Für Rot-Schwarz stand offenbar von vornherein fest, dass die Mehrkosten auf die Nutzerinnen und Nutzer von Sozialtickets umgelegt werden.
Durch die Preissteigerung werden Hartz-IV-Empfangende und andere Leistungsbeziehende massiv in ihrer Mobilität eingeschränkt. Viele werden sich das Ticket nicht mehr leisten können. Die Teilhabe am gesellschaftlichen Leben wird sich für sie weiter erschweren.

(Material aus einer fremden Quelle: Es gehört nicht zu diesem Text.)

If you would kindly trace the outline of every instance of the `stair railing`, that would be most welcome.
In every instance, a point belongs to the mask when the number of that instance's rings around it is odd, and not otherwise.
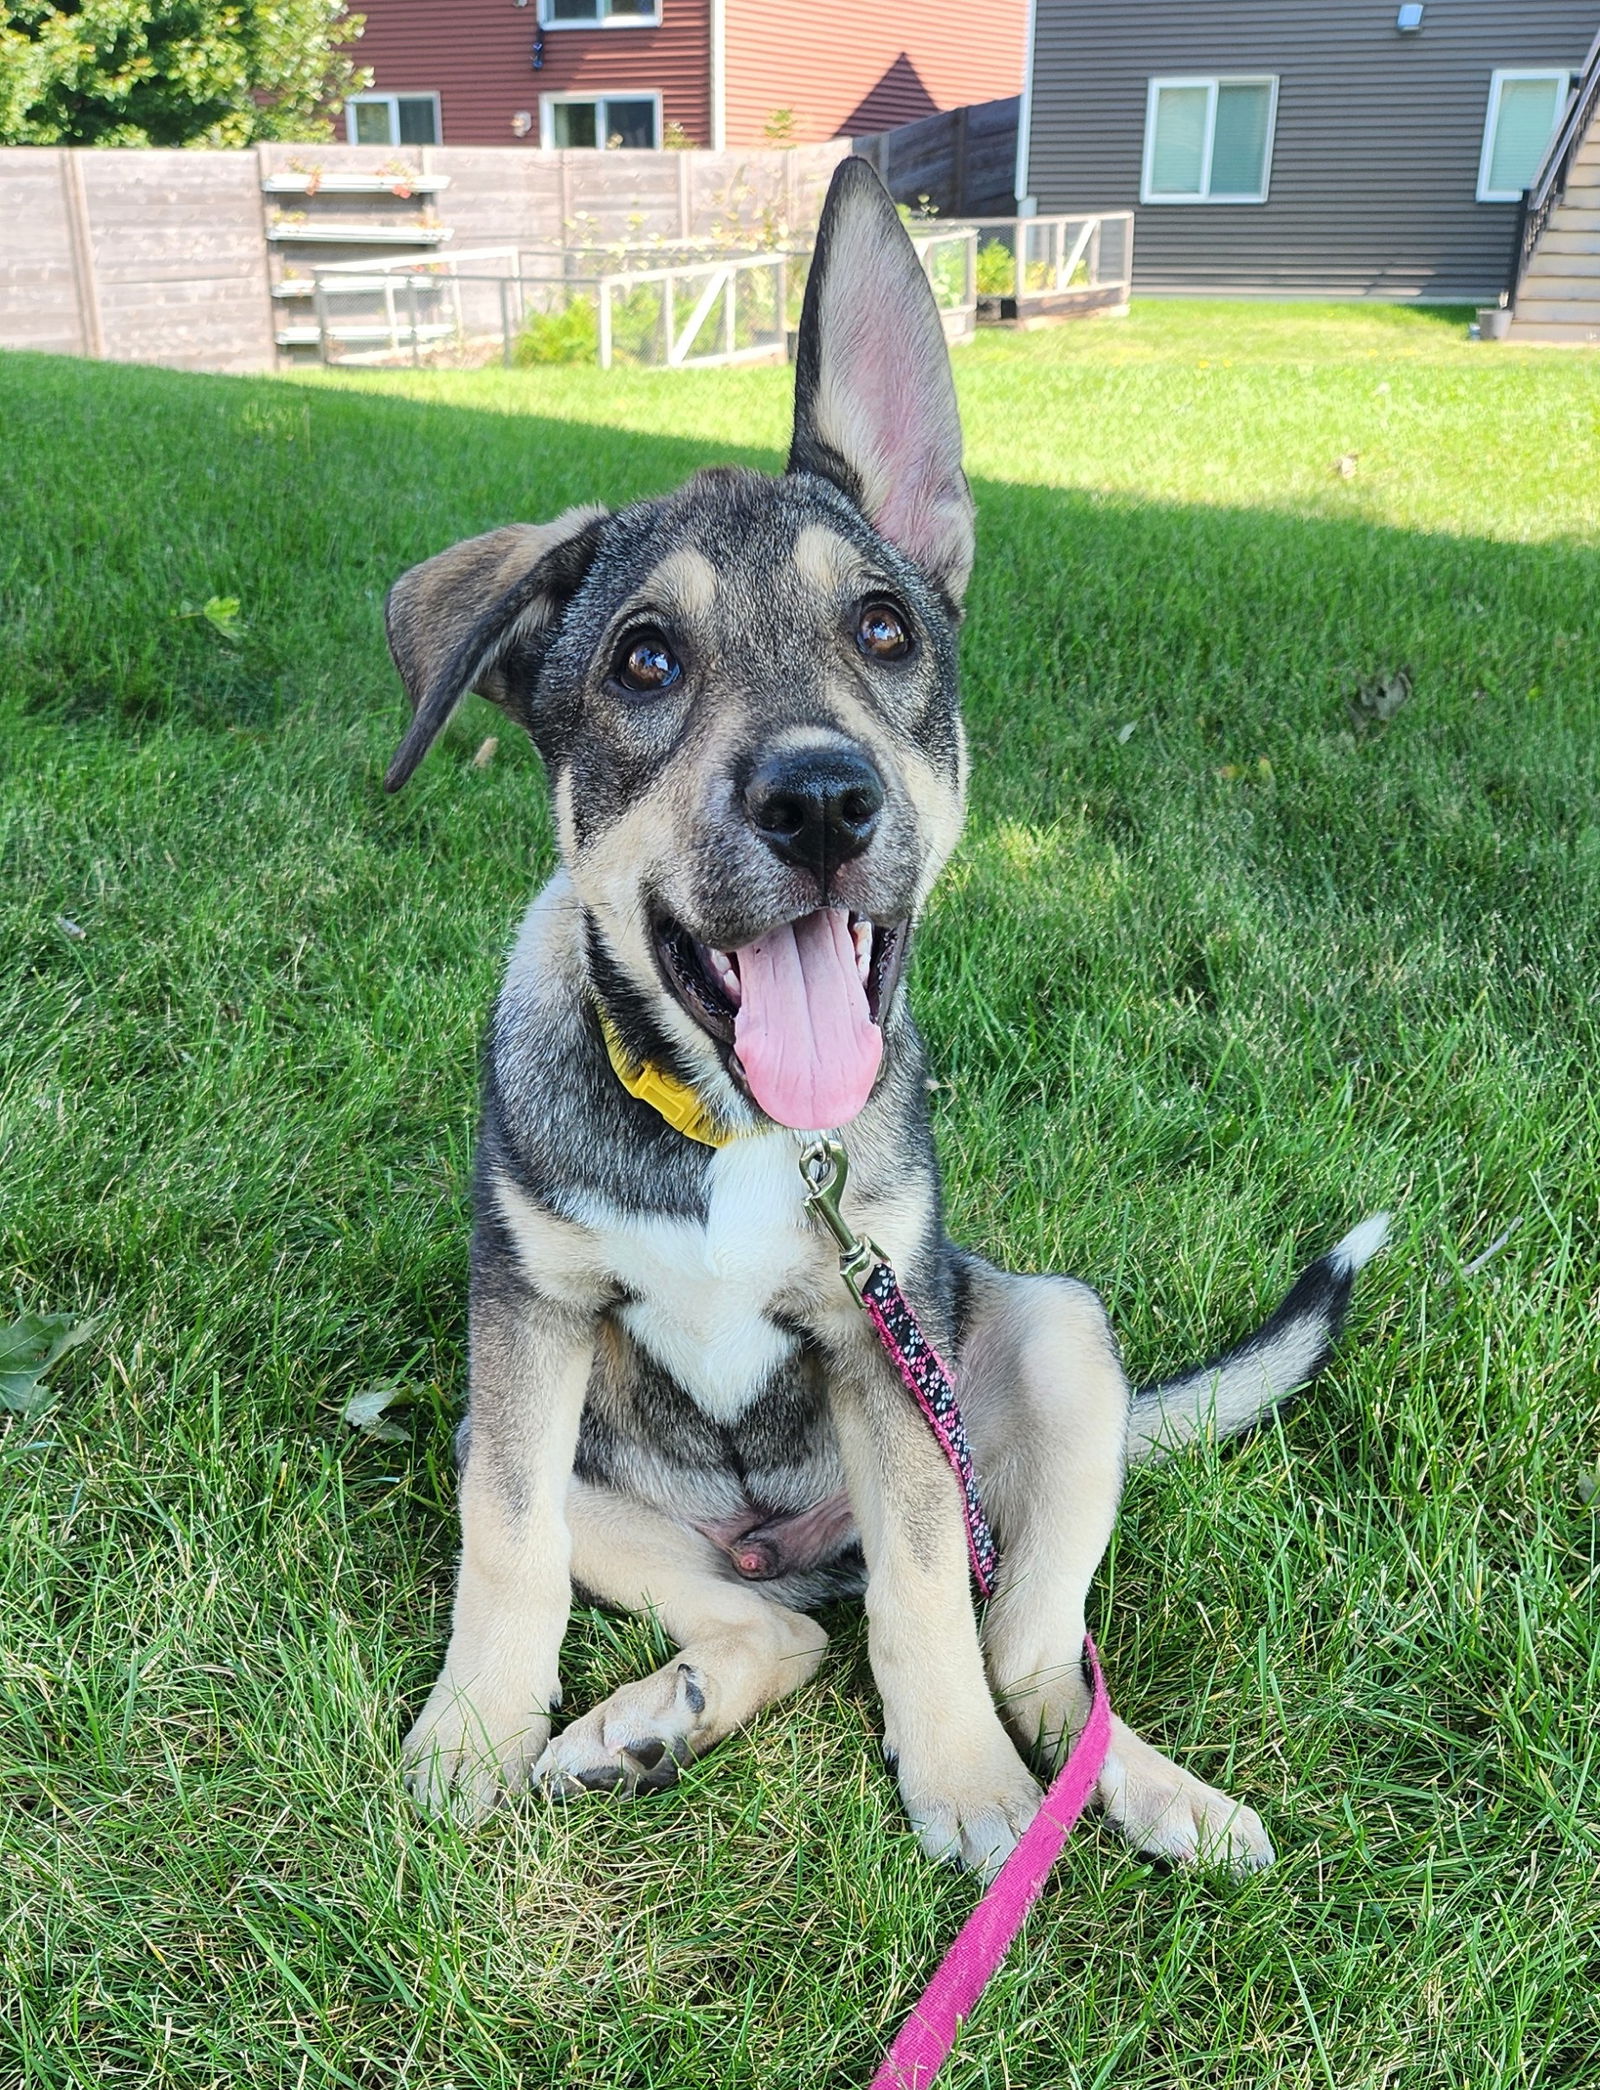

Die Linksfraktion fordert insbesondere die SPD auf, dies nicht zuzulassen. Das Sozialticket muss bezahlbar bleiben. Unter Rot-Rot konnte der Preis von 2005 an stabil gehalten werden. Wir erwarten nun von Rot-Schwarz, dass die erhöhten Kosten für das Sozialticket nicht zu Lasten der Betroffenen umgelegt werden. Die Koalition ist in der Verantwortung, diese unsoziale Entscheidung zurück zu nehmen.